A powerful exercise that the practitioner may use is the Functional Patterns step press. In this exercise, the client stands on one leg and holds onto a handlebar attached to a pulley machine. The client then takes a step forward while pressing the arm forward, engaging the feet, legs, hips, ribs, arms, and neck to propel the body forward. This exercise is particularly beneficial as it incorporates rotational movements that are similar to the gait cycle, which is a fundamental human movement. Moreover, the step press is superior to the hamstring curl as it utilizes the feet-ground connection, requiring clients to balance their weight on one foot while moving forward. This movement challenges the body's ability to maintain stability and balance, resulting in a stable knee joint, which is crucial for preventing knee hyperextension. By engaging multiple muscle groups and promoting proper alignment, the step press can effectively address knee hyperextension and improve overall functional fitness.


Results by Functional Patterns practitioner India Madjaric and her client.

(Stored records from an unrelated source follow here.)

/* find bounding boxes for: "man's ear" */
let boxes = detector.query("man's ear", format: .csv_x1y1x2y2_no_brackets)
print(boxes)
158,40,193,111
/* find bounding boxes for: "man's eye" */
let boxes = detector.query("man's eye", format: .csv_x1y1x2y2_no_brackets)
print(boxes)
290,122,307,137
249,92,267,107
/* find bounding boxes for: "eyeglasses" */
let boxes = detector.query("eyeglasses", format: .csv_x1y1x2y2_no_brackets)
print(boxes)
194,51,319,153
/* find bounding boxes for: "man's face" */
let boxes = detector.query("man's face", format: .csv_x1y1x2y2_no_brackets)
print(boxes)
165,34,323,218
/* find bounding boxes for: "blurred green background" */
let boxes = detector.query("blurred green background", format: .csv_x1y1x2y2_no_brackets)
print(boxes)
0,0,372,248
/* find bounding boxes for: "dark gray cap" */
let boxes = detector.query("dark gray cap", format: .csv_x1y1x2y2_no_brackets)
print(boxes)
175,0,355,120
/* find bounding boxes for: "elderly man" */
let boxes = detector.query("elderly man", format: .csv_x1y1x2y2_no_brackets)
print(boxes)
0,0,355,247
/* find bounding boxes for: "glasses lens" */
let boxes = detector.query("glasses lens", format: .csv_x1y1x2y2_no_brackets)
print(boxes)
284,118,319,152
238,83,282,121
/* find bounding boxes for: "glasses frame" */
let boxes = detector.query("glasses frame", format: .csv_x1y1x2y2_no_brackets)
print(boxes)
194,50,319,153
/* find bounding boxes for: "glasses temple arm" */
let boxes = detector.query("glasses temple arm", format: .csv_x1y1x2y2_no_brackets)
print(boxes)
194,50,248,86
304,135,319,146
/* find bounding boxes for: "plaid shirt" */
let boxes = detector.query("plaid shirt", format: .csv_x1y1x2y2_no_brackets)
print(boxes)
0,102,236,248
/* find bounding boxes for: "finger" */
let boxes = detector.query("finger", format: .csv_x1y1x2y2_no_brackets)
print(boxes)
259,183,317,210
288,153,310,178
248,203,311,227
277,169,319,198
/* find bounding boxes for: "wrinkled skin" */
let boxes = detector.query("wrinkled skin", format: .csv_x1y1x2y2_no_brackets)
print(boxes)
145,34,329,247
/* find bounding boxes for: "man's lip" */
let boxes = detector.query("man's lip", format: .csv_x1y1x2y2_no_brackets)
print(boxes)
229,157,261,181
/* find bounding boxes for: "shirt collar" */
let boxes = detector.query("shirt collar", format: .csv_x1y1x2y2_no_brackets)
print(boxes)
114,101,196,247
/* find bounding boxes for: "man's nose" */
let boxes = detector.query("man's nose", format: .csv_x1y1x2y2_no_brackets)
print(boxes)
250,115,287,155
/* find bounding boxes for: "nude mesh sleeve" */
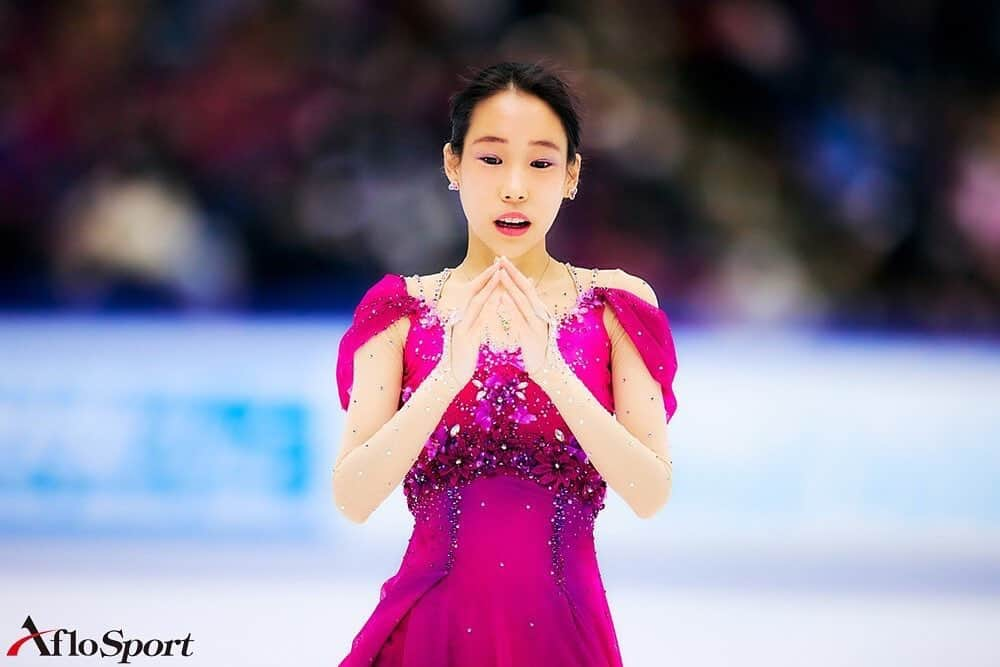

Relaxed posture after 12 sessions.


In conclusion, knee hyperextension is a condition that can occur due to postural adaptation or as a result of an injury. While stretching the quadriceps and performing hamstring curls are common exercises used to address symptoms of naturally hyperextended knees, they do not address the root cause of the issue. Functional Patterns practitioners take a different approach, focusing on creating an even distribution of tension throughout the body by correcting imbalances and postural misalignments. We have mentioned one approach to addressing knee hyperextension. However there are many variables to consider, which is what FP practitioners have been trained to navigate when working with a client. By doing so, they are able to solve this postural issue, while avoiding unwanted side-effects associated with traditional knee hyperextension treatment. By addressing the root cause, the practitioner is able to provide long-term relief and prevent future occurrences.